Federal contractor audits sometimes expose evidence leading to anti-discrimination lawsuits. Another government contractor, Palantir Technologies, was sued last September by the Department of Labor for discriminating against Asian job applicants.
The suit against Palantir was set in motion after a compliance review by the OFCCP. The OFCCP found that Palantir had been in violation of Executive Order 11246 since January 2010. The order details equal employment opportunities and non-discriminatory practices. The DOL alleges that Palantir’s hiring process “routinely eliminated” qualified Asian applicants for software engineering roles in the resume screening and telephone interview phases. Palantir is alledged to have hired a majority of people from its discriminatory employee referral system. Palantir denies the allegations.
Google claims to be withholding the information for privacy reasons. However the company has provided hundreds of thousands of documents in cooperation with the DOL audit.

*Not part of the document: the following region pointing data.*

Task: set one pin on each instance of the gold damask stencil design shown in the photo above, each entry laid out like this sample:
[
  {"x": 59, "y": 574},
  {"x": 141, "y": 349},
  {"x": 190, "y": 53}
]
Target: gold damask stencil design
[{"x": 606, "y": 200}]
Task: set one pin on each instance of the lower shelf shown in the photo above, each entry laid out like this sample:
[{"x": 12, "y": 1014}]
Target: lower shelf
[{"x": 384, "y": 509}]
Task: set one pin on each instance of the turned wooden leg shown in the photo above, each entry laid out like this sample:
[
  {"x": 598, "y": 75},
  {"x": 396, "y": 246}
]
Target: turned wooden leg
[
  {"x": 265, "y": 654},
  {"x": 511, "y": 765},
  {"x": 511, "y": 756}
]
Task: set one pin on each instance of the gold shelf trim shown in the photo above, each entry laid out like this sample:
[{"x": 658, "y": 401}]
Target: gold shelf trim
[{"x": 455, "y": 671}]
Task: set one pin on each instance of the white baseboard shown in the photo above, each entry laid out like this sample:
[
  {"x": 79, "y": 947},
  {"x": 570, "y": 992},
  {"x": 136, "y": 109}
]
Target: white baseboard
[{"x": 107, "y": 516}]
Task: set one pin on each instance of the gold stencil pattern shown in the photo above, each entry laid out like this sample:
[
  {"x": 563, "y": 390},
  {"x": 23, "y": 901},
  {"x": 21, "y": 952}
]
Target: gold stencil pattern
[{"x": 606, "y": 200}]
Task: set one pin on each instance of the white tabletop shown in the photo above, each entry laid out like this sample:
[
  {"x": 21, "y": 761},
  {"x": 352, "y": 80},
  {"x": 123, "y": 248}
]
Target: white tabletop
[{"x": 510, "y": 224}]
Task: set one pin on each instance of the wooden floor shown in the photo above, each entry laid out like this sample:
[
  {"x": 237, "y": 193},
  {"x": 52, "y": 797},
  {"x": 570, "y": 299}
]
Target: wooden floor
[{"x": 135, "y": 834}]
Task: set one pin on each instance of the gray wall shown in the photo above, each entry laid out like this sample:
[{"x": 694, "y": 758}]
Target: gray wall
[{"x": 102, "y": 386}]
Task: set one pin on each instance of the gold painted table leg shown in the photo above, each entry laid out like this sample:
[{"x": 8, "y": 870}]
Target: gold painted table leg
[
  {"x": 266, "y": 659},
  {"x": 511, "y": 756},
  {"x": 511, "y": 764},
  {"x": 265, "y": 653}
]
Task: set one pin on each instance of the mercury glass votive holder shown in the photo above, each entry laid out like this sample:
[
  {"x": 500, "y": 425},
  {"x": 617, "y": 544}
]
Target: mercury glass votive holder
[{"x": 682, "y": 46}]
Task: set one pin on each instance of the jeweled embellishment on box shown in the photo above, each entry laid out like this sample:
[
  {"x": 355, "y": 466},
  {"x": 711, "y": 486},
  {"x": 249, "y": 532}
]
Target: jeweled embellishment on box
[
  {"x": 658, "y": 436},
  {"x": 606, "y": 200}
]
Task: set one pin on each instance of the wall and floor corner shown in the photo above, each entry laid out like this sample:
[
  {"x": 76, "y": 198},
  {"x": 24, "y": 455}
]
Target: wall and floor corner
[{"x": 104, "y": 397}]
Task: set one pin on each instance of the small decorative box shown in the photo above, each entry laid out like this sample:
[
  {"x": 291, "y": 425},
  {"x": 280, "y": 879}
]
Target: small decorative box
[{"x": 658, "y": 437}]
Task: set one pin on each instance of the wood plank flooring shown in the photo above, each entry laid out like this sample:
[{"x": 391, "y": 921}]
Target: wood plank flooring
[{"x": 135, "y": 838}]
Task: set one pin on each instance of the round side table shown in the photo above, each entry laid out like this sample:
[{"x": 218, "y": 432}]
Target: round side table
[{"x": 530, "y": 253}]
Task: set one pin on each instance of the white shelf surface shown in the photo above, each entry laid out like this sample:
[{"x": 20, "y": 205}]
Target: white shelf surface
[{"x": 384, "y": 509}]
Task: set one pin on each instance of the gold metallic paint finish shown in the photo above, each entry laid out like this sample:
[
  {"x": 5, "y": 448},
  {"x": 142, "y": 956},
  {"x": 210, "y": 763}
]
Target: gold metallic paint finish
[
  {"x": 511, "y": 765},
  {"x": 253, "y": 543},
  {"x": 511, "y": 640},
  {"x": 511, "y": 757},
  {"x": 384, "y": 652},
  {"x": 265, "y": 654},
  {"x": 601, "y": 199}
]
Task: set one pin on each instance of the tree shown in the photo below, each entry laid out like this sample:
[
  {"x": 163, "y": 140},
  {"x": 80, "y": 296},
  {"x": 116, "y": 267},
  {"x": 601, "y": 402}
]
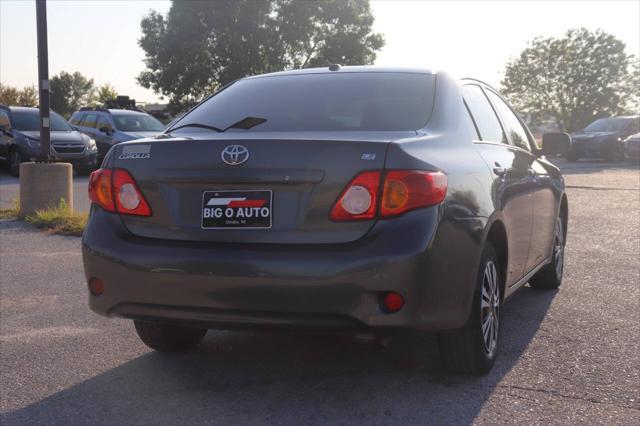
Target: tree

A Google spokes said in statement that; “We’ve worked hard to comply with the OFCCP’s current audit. However, the handful of OFCCP requests that are the subject of the complaint are overbroad in scope, or reveal confidential data, and we’ve made this clear to the OFCCP, to no avail. These requests include thousands of employees’ private contact information which we safeguard rigorously. We hope to continue working with OFCCP to resolve this matter.”